US firms that had established plants in Puerto Rico in the 1980s, due to US government tax breaks, such as big pharmaceutical firms, moved their production to other parts of the world, as these tax advantages were abolished during the Clinton administration. Puerto Rico witnessed a mass exodus of young skilled workers to the United States; its population fell by half a million, from 3.8 million in 1996 to 3.3 million in 2020.

As industries were shutting down and plants and jobs were disappearing, the borrowing continued. Old debt was paid with new debt, in violation of the island’s constitution, which sets limits on how much the government can borrow. The crisis continued to worsen.

By 2014, as it became clear that the situation was untenable, Wall Street rating agencies downgraded Puerto Rican bonds to the status of junk bonds. Vulture hedge funds, such as Aurelius Capital, began buying bonds at a fraction of their face value, determined to collect full payment in the future.

The crisis became what the New York Times described as the “biggest financial collapse in United States history.” The amount of money involved, $73 billion, was complemented by $50 billion in unfunded pension obligations.

In response to the debt crisis, the US Congress imposed the unelected seven-member Financial Oversight Board on Puerto Rico under the terms of the newly approved Puerto Rico Oversight Management and Economic Stability Act (PROMESA). Individual debt holders were barred from suing Puerto Rico, while the unelected Oversight Board came up with a plan to resolve the crisis.
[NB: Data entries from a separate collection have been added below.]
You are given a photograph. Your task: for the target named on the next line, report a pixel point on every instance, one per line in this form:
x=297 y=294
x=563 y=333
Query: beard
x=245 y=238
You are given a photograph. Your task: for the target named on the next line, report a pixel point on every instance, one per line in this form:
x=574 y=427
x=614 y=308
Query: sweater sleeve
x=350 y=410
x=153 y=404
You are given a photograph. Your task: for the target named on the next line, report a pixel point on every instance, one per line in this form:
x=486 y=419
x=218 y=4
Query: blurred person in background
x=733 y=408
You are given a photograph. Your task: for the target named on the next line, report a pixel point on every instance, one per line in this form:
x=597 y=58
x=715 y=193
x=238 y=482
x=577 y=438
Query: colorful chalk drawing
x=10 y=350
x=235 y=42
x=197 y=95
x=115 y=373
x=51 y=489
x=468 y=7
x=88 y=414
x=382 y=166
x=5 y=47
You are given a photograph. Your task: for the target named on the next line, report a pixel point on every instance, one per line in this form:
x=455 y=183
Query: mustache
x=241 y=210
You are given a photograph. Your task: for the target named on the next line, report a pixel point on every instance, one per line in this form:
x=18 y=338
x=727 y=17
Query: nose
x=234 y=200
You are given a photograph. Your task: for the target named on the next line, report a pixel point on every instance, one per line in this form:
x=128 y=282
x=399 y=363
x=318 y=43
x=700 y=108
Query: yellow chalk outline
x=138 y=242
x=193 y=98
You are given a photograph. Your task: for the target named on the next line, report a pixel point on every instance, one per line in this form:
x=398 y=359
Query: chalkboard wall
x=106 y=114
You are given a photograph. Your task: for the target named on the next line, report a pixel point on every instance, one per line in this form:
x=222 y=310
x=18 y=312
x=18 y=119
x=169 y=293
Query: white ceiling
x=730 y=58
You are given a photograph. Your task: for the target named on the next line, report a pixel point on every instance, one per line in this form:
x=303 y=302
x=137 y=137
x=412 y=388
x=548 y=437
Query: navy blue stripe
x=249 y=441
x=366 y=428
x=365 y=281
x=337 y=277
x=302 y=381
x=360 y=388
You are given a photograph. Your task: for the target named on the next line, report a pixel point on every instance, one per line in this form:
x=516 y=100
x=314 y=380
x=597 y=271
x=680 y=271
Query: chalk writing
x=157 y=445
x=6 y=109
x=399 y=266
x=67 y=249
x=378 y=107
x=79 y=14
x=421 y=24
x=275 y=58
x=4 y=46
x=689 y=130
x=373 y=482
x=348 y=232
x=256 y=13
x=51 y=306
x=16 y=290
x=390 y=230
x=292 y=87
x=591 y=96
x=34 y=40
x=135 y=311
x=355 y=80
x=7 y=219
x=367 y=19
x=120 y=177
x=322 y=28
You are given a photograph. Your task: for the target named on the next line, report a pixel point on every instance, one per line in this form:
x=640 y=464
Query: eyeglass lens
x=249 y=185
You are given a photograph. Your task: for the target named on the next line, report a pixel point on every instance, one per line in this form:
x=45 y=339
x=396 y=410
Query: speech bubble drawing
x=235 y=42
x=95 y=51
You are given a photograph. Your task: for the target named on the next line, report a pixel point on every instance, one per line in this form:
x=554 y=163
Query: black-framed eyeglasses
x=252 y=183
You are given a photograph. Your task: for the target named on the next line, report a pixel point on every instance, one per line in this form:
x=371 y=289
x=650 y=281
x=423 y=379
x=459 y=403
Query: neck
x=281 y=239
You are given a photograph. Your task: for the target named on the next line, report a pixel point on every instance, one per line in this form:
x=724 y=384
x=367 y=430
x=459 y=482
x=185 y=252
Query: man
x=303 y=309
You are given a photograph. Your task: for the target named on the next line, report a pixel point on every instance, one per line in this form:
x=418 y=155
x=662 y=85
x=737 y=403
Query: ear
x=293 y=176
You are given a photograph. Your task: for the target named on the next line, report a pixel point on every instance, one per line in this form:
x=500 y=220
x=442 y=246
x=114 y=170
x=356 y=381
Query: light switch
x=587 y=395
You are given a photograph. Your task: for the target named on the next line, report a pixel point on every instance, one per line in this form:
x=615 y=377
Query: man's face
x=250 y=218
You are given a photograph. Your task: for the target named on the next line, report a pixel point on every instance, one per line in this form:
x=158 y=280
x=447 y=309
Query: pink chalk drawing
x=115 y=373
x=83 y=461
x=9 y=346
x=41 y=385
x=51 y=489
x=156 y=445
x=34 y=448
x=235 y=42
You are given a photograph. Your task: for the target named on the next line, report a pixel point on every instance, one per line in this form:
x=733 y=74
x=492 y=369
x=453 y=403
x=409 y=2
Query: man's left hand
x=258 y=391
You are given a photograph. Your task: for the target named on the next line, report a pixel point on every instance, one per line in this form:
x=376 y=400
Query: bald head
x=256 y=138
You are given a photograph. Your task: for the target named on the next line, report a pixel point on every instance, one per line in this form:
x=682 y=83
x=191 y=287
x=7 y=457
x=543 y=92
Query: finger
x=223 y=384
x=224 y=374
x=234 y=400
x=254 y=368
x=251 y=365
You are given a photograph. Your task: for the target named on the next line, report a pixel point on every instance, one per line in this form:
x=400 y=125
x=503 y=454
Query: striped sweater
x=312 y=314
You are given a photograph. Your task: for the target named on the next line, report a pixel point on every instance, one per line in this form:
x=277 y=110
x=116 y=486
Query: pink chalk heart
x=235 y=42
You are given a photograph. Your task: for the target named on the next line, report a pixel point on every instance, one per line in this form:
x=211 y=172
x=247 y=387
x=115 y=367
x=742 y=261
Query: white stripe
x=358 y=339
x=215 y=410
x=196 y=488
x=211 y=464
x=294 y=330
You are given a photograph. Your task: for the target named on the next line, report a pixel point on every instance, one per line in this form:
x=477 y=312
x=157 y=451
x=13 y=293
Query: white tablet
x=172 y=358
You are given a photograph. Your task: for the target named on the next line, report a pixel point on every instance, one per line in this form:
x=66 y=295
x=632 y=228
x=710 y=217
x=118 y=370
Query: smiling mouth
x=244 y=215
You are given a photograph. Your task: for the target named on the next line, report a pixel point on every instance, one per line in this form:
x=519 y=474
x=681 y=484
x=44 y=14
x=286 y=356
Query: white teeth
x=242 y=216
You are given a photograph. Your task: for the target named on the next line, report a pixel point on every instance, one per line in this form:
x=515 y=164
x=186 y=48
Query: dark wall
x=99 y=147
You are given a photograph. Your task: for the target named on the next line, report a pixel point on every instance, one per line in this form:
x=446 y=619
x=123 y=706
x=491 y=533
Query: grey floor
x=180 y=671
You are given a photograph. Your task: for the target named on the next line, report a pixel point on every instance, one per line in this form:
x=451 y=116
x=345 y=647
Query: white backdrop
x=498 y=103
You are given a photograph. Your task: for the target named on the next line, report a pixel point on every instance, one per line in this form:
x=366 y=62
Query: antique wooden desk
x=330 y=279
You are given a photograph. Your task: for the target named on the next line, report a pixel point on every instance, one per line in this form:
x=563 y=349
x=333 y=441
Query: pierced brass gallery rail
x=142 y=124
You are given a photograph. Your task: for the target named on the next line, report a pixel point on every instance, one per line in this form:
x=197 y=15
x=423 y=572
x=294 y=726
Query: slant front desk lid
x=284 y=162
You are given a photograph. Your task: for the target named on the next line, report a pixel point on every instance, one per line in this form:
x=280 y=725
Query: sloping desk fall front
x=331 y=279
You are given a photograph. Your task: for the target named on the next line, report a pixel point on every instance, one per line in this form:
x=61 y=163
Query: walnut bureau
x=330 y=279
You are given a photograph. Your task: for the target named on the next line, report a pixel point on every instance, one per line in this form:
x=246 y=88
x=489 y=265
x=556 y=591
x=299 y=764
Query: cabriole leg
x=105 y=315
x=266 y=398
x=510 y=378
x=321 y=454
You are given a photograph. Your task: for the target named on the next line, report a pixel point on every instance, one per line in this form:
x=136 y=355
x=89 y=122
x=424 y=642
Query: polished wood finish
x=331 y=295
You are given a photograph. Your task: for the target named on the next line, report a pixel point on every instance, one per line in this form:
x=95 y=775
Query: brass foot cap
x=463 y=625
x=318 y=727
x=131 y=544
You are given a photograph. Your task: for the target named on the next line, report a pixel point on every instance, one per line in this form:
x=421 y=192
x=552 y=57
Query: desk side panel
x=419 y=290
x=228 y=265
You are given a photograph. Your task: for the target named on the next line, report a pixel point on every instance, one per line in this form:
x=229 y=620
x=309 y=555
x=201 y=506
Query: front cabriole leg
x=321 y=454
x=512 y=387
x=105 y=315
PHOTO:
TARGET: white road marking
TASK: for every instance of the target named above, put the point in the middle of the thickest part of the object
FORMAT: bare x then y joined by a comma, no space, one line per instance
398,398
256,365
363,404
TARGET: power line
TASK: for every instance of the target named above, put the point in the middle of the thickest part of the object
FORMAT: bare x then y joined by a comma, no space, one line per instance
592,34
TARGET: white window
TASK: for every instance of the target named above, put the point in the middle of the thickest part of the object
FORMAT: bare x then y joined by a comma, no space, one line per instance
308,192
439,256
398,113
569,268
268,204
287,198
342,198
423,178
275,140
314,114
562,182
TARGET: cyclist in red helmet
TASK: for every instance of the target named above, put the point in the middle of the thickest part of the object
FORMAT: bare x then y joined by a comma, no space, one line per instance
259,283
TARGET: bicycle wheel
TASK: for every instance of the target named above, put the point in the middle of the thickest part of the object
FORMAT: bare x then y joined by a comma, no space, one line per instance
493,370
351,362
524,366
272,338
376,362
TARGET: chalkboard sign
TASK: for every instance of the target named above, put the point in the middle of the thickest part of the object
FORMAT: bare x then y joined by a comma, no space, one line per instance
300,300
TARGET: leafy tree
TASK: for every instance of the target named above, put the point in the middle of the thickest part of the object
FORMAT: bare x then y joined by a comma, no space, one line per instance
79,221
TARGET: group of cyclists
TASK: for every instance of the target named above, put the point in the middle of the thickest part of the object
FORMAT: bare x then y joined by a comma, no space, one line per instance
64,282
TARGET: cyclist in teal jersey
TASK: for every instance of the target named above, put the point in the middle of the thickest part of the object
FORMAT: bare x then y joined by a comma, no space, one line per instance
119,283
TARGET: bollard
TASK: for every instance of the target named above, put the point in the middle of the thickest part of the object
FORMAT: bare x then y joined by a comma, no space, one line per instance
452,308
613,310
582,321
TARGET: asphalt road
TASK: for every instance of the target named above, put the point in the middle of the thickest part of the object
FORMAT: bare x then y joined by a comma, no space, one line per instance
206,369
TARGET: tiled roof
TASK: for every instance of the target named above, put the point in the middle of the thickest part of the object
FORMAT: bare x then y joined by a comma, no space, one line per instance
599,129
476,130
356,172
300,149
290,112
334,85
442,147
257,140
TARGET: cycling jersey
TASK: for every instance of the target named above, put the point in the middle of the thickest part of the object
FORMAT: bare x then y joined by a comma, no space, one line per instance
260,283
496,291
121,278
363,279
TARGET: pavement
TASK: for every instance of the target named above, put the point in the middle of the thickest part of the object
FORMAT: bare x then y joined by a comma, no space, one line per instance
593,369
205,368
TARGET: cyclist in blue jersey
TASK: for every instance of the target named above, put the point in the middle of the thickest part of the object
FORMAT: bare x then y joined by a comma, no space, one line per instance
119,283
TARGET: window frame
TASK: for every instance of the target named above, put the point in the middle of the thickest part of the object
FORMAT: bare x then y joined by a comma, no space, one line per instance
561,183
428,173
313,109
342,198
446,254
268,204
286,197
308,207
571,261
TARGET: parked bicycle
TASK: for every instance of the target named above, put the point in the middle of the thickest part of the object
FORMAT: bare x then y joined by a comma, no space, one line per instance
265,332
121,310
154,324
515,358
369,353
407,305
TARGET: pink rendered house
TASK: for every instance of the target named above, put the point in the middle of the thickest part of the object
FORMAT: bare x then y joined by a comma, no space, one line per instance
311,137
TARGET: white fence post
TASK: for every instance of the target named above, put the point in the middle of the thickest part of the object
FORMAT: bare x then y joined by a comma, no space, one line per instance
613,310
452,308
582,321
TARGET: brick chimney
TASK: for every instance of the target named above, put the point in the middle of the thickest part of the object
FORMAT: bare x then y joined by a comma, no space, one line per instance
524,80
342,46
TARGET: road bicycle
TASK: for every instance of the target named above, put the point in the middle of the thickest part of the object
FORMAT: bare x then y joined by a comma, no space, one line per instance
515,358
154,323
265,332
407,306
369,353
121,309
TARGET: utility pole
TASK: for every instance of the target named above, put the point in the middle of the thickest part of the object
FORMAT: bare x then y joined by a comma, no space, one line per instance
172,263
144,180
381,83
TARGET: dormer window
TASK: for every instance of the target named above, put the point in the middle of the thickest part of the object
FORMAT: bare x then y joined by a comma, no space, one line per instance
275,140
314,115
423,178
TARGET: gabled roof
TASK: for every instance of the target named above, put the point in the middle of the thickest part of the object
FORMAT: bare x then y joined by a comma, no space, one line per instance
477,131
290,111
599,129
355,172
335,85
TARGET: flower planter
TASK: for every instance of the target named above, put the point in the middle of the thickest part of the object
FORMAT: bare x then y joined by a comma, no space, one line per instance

The board’s real purpose was to protect the investments of Wall Street’s financial speculators by imposing deep austerity measures on wages, education, health services, electricity and government pensions. These measures included moves to privatize public education and electricity services.

Following the imposition of PROMESA and of the Financial Oversight Board, a series of natural disasters struck the island.

In September 2017, Hurricane Maria, a Category 5 storm, had a devastating effect, destroying much of the electrical infrastructure and resulting in more than 5,000 deaths, as well as damage exceeding $100 billion. By 2018, Puerto Rico had lost 15 percent of its medical specialists, leaving only 9,500 to serve the entire population of 3.2 million. Three years after Hurricane Maria, 130,000 people had left the island, while Puerto Rico had only received $1.5 billion in federal assistance, out of the $20 billion it had originally been promised.

All these events, austerity, unemployment, the debt crisis, and the disastrous response to Hurricane Maria combined to provoke mass demonstrations in 2019 that led to the collapse of the corrupt administration of then-Governor Ricardo Roselló, alarming the US and Puerto Rican ruling classes.

In 2020 the Guayanilla earthquake, which registered 6.4 on the Richter scale, the strongest in 102 years, left the island without electricity and destroyed parts of the southwestern coast, destroying 8,000 homes and creating conditions for a new wave of emigration.

These natural disasters also exposed the high rates of income inequality on the island, the highest in the Caribbean and the Western Hemisphere. Forty-five percent of the population subsist below the poverty line, including over 50 percent of Puerto Rican children. One third of adults report food insecurity, while one fifth report missing meals because of lack of money.

With the COVID-19 pandemic the situation is becoming even worse, due to high rates of unemployment and lower incomes.

The spread of the Omicron variant on the island is affecting hospitals and clinics, which are on the verge of collapse due to lack of supplies and personnel. As of January 23, Puerto Rico reported 3,338 deaths, out of a population of over 3 million, since the beginning of the pandemic in March 2020. It recorded a daily death toll of 14, the first double-digit figure since the summer of 2021, while nearly 700 patients are hospitalized, more than at the last peak of the pandemic.

The protests on January 3 were a warning of growing popular anger. Just as in 2019, all the elements are coming together for a social explosion of the Puerto Rican working class.